Recall that the sequence $$$b=[b_1, b_2, \dots, b_k]$$$ is lexicographically smaller than the sequence $$$c=[c_1, c_2, \dots, c_k]$$$ if the first element (from the left) in which they differ less in the sequence $$$b$$$ than in $$$c$$$. Formally: there exists $$$t$$$ ($$$1 \le t \le k$$$) such that $$$b_1=c_1$$$, $$$b_2=c_2$$$, ..., $$$b_{t-1}=c_{t-1}$$$ and at the same time $$$b_t<c_t$$$. For example:

  • $$$[10, 20, 20]$$$ lexicographically less than $$$[10, 21, 1]$$$,
  • $$$[7, 99, 99]$$$ is lexicographically less than $$$[10, 21, 1]$$$,
  • $$$[10, 21, 0]$$$ is lexicographically less than $$$[10, 21, 1]$$$.

You are given a sequence of $$$a=[a_1,a_2,\dots,a_n]$$$ and $$$m$$$ requests, each consisting of two numbers $$$k_j$$$ and $$$pos_j$$$ ($$$1 \le k \le n$$$, $$$1 \le pos_j \le k_j$$$). For each query, print the value that is in the index $$$pos_j$$$ of the optimal subsequence of the given sequence $$$a$$$ for $$$k=k_j$$$.

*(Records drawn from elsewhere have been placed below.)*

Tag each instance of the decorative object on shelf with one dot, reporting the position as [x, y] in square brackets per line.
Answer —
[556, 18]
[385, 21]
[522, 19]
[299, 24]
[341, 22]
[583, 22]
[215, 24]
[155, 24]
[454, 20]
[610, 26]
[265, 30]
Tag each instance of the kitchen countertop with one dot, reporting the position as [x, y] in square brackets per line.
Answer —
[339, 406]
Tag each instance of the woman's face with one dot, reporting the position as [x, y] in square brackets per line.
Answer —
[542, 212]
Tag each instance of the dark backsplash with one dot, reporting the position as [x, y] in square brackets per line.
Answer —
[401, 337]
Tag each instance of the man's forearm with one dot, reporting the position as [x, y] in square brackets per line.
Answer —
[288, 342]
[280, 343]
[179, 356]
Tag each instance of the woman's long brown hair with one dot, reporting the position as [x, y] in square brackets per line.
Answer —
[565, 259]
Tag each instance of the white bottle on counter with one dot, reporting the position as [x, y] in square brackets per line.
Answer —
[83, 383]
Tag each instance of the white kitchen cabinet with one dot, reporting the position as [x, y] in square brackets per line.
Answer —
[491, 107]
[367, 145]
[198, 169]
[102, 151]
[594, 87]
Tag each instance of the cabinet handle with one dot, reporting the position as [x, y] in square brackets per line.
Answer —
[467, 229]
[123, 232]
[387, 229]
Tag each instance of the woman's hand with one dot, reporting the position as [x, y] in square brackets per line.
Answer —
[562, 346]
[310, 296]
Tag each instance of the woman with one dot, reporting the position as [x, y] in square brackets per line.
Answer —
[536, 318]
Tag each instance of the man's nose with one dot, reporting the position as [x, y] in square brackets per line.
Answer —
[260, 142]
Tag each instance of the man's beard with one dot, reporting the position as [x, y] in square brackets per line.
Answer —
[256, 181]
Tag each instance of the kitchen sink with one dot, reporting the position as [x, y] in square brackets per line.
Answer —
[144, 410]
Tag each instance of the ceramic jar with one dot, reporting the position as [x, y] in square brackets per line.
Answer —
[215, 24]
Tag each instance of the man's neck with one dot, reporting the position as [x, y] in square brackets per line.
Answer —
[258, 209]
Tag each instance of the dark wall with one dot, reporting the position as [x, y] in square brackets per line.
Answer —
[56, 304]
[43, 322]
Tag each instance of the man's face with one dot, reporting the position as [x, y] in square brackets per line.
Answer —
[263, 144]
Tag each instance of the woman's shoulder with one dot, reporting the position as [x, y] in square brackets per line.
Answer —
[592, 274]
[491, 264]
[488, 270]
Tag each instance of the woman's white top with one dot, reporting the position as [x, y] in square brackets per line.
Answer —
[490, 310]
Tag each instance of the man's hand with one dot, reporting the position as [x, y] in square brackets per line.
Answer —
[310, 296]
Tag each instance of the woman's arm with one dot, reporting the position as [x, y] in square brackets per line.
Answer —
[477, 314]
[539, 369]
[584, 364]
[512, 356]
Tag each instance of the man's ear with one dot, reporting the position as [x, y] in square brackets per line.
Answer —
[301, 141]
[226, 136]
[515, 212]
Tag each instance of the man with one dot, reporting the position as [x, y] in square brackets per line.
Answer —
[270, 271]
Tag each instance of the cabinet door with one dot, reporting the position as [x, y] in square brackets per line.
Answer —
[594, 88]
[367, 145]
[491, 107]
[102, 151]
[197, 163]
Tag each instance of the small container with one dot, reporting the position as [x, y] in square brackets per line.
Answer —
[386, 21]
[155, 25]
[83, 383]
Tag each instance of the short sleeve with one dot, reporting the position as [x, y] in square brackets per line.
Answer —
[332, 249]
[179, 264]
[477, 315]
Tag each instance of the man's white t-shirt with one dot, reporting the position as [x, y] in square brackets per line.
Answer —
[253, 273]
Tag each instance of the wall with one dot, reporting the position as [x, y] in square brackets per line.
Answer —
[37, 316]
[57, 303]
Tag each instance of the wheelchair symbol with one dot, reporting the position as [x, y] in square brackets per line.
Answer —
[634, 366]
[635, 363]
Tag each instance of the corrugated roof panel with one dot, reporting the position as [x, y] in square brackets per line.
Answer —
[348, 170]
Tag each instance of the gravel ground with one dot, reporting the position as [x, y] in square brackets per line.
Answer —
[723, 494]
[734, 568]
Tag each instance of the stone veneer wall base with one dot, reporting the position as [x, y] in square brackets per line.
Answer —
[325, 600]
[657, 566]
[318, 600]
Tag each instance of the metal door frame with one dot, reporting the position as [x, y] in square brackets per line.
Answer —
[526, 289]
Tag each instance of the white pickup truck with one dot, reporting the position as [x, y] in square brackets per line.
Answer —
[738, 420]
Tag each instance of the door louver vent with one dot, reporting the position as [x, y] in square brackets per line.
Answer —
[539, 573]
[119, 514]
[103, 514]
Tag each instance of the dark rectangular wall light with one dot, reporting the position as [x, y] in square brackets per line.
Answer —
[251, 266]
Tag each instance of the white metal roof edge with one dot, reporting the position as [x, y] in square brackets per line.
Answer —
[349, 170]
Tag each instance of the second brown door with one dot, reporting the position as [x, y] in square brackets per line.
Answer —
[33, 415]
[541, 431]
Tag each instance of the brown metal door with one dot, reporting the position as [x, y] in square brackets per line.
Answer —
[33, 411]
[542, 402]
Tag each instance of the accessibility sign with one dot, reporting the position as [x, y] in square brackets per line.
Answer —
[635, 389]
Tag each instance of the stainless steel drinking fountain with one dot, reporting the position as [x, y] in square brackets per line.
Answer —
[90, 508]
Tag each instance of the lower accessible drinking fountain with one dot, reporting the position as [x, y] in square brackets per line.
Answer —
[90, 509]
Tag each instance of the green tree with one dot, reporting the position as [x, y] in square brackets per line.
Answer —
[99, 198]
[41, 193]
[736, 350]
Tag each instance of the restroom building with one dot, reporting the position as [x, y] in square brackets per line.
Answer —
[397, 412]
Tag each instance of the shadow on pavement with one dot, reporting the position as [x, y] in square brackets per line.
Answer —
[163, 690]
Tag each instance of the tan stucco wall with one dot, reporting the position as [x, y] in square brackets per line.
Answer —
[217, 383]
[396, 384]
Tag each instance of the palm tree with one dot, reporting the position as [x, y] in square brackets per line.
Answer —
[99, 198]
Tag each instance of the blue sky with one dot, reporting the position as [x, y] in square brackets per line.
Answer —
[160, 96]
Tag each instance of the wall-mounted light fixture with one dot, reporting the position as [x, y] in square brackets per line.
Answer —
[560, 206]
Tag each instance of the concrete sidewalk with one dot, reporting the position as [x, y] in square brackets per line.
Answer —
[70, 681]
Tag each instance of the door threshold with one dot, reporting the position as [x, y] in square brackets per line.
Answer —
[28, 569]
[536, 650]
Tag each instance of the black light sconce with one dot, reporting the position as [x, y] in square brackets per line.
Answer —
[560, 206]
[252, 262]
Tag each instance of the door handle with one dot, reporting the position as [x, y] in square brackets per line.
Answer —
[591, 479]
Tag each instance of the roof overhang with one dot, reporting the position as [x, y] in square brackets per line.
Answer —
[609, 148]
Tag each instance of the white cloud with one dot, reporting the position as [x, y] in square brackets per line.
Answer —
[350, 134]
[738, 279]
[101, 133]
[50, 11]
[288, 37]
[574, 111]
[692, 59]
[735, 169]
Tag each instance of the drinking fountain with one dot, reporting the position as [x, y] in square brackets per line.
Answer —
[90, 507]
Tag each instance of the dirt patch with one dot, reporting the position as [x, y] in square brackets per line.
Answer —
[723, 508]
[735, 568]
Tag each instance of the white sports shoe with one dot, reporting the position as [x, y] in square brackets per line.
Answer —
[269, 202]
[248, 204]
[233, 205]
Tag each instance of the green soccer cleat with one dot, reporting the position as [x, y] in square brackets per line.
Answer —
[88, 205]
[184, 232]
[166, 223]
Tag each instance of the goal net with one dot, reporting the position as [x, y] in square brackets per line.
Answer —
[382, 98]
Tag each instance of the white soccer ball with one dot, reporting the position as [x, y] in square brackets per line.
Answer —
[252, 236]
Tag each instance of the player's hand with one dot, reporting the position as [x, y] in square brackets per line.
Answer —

For example, if $$$n=4$$$, $$$a=[10,20,30,20]$$$, $$$k_j=2$$$, then the optimal subsequence is $$$[20,30]$$$ — it is the minimum lexicographically among all subsequences of length $$$2$$$ with the maximum total sum of items. Thus, the answer to the request $$$k_j=2$$$, $$$pos_j=1$$$ is the number $$$20$$$, and the answer to the request $$$k_j=2$$$, $$$pos_j=2$$$ is the number $$$30$$$.

Input

The first line contains an integer $$$n$$$ ($$$1 \le n \le 2\cdot10^5$$$) — the length of the sequence $$$a$$$.

The second line contains elements of the sequence $$$a$$$: integer numbers $$$a_1, a_2, \dots, a_n$$$ ($$$1 \le a_i \le 10^9$$$).

The third line contains an integer $$$m$$$ ($$$1 \le m \le 2\cdot10^5$$$) — the number of requests.

The following $$$m$$$ lines contain pairs of integers $$$k_j$$$ and $$$pos_j$$$ ($$$1 \le k \le n$$$, $$$1 \le pos_j \le k_j$$$) — the requests.

Output

Print $$$m$$$ integers $$$r_1, r_2, \dots, r_m$$$ ($$$1 \le r_j \le 10^9$$$) one per line: answers to the requests in the order they appear in the input. The value of $$$r_j$$$ should be equal to the value contained in the position $$$pos_j$$$ of the optimal subsequence for $$$k=k_j$$$.

Examples
Input
3
10 20 10
6
1 1
2 1
2 2
3 1
3 2
3 3
Output
20
10
20
10
20
10
Input
7
1 2 1 3 1 2 1
9
2 1
2 2
3 1
3 2
3 3
1 1
7 1
7 7
7 4
Output
2
3
2
3
2
3
1
1
3
Note

In the first example, for $$$a=[10,20,10]$$$ the optimal subsequences are:

  • for $$$k=1$$$: $$$[20]$$$,
  • for $$$k=2$$$: $$$[10,20]$$$,
  • for $$$k=3$$$: $$$[10,20,10]$$$.